The vitriol at Birzeit targets Jews, not just Zionists. Hamas’s founding charter is predicated on the idea that “The Day of Judgement will not come about until Moslems fight the Jews (killing the Jews).” The charter emphasizes that “Israel, Judaism and Jews challenge Islam and the Moslem people.”
In a video posted on the Ramallah Post’s Facebook page and independently translated by several interpreters, a youth at Birzeit proclaims to a crowd: “On the day of war, we disciplined the Jews, in the battlefields we speak with bullets, and with our boots we trample the Jews.”
The Hamas-affiliated student party has won elections at Birzeit repeatedly in recent years. Its main competitor is the affiliate of Fatah, whose leader claims that the Nazis only killed Jews because of their “usury, money, and so on.” Photos obtained by MEMRI display another student faction performing a salute eerily similar to that of the Nazis.
Clearly, Birzeit’s campus is openly hostile to Jews.
But Hamas’s election win in 2022 didn’t stop Birzeit’s then-president from proclaiming that the university was “proud of the participation of all spectra of Palestinian national action in these elections.”
These aren’t mere student protestors: At Birzeit, candidates represent political parties,
turnout is huge, and the big issue is national politics.
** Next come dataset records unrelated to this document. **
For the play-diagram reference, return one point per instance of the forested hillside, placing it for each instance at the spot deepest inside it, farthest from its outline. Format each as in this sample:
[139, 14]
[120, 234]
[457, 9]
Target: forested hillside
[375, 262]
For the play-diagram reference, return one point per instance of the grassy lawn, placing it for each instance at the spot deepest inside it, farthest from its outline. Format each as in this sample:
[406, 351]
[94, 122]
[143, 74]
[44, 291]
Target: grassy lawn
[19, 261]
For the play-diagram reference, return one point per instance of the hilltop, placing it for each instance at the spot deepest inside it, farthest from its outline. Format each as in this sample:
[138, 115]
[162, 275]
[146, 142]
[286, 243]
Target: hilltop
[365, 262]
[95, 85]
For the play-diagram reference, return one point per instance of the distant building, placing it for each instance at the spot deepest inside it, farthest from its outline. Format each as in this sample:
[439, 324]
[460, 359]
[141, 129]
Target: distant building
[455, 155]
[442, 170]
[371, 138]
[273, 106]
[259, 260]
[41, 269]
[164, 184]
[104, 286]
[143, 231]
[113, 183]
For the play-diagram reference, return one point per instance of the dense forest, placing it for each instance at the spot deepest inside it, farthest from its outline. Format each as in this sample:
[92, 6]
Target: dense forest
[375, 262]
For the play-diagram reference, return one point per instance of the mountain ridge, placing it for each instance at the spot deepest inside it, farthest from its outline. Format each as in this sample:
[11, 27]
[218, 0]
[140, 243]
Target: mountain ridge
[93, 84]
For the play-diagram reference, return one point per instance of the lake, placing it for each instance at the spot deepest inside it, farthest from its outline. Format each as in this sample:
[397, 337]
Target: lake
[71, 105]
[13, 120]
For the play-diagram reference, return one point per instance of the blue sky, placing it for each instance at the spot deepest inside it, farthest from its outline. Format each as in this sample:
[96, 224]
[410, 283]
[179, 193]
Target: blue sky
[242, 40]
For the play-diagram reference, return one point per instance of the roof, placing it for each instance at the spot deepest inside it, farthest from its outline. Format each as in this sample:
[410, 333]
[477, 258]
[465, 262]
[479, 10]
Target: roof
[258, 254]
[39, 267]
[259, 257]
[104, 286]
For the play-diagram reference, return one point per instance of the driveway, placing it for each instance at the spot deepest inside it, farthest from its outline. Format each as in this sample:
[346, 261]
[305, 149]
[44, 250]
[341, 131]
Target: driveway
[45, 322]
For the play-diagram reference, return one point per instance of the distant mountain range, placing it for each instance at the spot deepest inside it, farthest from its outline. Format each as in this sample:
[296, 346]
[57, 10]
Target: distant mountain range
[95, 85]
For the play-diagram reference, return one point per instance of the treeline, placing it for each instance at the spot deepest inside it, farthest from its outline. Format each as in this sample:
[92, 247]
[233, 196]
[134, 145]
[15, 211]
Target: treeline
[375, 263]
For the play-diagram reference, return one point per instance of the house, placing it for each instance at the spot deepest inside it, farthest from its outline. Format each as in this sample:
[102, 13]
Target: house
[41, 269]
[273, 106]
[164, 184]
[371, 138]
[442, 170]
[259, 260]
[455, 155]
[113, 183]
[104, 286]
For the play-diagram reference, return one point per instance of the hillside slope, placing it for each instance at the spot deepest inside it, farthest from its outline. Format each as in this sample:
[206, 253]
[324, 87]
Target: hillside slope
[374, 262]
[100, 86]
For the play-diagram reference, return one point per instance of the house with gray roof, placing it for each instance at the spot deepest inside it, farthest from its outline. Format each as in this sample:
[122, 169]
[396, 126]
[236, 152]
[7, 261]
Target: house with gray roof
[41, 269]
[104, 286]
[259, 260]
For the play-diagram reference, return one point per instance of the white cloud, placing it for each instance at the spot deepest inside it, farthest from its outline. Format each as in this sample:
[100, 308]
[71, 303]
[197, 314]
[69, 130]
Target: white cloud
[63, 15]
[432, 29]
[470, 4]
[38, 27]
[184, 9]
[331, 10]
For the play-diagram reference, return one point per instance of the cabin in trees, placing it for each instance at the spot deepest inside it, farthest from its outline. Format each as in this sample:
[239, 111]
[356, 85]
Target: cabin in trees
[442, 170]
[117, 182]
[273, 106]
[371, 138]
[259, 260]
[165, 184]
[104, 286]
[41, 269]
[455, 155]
Groups like the Hamas Islamist Bloc are official offshoots of their respective national parties, and have been said to provide their student groups with material support.
Because Palestinian governments won’t hold parliamentary elections, these student polls are a reliable measure of support. So Hamas uses these polls to consolidate its presence in the West Bank. The group has even based its claim for seats in the Palestine Liberation Organization on student election results. Lest one suspect “Israeli propaganda,” these facts come from Al-Jazeera, Reuters, a Carnegie Endowment journal, and the chair of Birzeit’s Palestine Studies program.
In 2013, a solitary Jewish-American student published a series of “Letters from Birzeit” in an anti-Zionist journal. She praised Birzeit but admitted people on its campus often did not differentiate between Israelis and Jews and that she felt uncomfortable identifying herself as ethnically Jewish.
Such incidents are not isolated. As early as 2014, pro-Palestine journalist and former Harvard fellow Amira Hass reported she was ejected from a conference at Birzeit because she is an Israeli Jew. She was told her leaving was for her own “safety” should students protest her presence.
Would you be comfortable admitting you were a Jew at Birzeit? How can microaggressions create a hostile learning environment, but not mock rockets, explosives, and guns?
The Israeli-Palestinian conflict may be complicated, but Harvard’s relationship with Birzeit is simple: No Harvard program should have ever taken place at such a hotbed of ethnic prejudice and intimidation.
Harvard should never have discriminated against Jewish students by sponsoring programs at Birzeit — now Trump is using our own failures against us. Harvard might want to “stay strong” against Trump, but that isn’t a reason to keep failing.
Amanda Schwoerke is a Lecturer on Law at Harvard Law School.